Files
Abstract
Transmission of Mycobacterium tuberculosis (M. tuberculosis) relies on prolonged contacts with people infected with M. tuberculosis. The Community Health Study of Social Networks and Tuberculosis (COHSONET), an ongoing study initiated by Whalen, aims to evaluate the effects of social contacts on the risk of M. tuberculosis conversion through Ecological Momentary Assessment (EMA). This dissertation offers the linear probability model as an alternative to the logistic regression, to describe the risk of M. tuberculosis conversion as a function of proportions of time participants spent in different location contexts, a surrogate variable for social contacts. To restrict the predictive values from the linear probability model in a meaningful interval [0, 1], we propose two constrained optimization approaches in the current dissertation: the constrained ordinary least squares (OLS) and constrained adaptive LASSO. Within the constrained parameter space, both constrained OLS and constrained adaptive LASSO estimators are asymptotically consistent and asymptotically normal given all parameter estimates lying within the boundary of parameter space. Other than that, the constrained adaptive LASSO is an oracle procedure, and thus has consistent model selection. Intensive simulations demonstrate that both constrained OLS and constrained adaptive LASSO estimators are asymptotically consistent because their empirical mean biases tend to approach zero with an increased sample size.

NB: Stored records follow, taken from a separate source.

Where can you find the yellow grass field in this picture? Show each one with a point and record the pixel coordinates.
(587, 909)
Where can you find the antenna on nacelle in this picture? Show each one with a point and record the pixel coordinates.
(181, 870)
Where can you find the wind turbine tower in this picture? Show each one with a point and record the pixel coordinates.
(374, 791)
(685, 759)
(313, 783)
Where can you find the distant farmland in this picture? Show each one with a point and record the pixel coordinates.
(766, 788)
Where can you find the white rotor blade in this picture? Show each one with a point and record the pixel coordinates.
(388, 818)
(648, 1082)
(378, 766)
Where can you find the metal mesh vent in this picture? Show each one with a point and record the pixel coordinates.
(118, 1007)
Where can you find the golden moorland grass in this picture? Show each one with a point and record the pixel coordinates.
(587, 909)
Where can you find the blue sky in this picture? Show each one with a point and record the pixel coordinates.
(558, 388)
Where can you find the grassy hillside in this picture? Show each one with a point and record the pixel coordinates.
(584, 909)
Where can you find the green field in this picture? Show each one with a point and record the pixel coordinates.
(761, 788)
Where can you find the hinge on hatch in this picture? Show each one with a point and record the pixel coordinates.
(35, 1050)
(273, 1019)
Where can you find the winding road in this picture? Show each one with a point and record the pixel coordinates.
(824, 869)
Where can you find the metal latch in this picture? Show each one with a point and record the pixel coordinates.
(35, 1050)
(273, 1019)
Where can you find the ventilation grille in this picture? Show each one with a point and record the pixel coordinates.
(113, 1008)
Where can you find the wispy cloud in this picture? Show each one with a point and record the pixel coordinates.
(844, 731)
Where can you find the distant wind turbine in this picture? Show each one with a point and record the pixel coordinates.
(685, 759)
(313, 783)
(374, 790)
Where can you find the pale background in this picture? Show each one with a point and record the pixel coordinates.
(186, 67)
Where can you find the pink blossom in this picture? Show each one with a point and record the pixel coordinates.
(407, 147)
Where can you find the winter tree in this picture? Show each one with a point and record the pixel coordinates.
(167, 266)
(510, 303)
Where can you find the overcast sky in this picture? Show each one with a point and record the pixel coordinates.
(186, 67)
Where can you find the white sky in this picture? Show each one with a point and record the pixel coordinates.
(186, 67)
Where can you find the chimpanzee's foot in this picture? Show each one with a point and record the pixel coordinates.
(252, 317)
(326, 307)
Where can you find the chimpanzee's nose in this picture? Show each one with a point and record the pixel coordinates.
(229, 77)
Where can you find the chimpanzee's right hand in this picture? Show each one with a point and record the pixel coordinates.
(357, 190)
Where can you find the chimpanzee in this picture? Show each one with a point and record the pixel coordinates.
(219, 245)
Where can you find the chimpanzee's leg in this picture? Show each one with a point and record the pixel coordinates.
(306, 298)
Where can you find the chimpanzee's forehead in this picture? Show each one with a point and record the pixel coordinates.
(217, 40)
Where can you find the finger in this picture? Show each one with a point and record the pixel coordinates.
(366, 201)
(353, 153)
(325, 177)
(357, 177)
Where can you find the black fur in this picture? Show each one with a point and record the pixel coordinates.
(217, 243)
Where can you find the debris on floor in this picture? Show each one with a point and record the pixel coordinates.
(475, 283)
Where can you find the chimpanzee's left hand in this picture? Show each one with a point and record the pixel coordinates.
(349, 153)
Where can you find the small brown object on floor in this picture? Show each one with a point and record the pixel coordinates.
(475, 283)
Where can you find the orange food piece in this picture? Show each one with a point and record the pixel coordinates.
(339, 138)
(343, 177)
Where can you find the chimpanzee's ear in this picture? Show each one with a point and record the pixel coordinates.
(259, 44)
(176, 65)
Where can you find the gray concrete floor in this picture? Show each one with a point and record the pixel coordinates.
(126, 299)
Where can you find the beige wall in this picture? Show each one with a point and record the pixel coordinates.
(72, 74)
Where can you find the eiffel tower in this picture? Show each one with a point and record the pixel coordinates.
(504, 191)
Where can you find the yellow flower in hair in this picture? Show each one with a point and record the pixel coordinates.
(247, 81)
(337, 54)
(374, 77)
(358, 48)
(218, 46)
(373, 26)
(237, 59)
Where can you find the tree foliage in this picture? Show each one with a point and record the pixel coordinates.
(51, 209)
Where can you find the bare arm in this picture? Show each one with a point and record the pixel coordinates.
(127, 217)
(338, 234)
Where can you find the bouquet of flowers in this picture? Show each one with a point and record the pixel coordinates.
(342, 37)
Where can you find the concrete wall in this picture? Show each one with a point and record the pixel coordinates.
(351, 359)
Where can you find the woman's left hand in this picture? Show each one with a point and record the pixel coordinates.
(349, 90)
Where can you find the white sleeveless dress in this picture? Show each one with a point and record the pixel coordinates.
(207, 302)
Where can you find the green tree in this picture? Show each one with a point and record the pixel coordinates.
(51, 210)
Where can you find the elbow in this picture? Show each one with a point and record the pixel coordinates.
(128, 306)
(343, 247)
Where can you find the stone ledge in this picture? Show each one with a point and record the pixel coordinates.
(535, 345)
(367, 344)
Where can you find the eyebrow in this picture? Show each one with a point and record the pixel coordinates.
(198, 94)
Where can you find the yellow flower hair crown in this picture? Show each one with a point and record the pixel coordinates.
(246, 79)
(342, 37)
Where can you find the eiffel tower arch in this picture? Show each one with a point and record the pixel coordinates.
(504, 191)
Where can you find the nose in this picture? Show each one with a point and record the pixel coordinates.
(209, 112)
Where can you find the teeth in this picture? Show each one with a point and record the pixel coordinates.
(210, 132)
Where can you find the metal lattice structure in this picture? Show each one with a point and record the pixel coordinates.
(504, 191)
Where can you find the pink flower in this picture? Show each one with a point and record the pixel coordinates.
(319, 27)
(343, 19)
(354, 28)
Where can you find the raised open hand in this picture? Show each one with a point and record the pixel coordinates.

Moreover, the constrained OLS estimators (MLEs) perform as well as maximum likelihood estimators and bias-reduced penalized maximum likelihood estimators(PMLEs) in the logistic regression when all parameters are in the interior of the boundary. In particular, the constrained OLS in the linear probability model outperforms both MLE and PMLE in the logistic regression model when some parameters close to the boundary of the parameter space. The constrained adaptive LASSO appears to have better performance than the constrained OLS in the linear probability model when some parameters lie well on the boundary of the parameter space.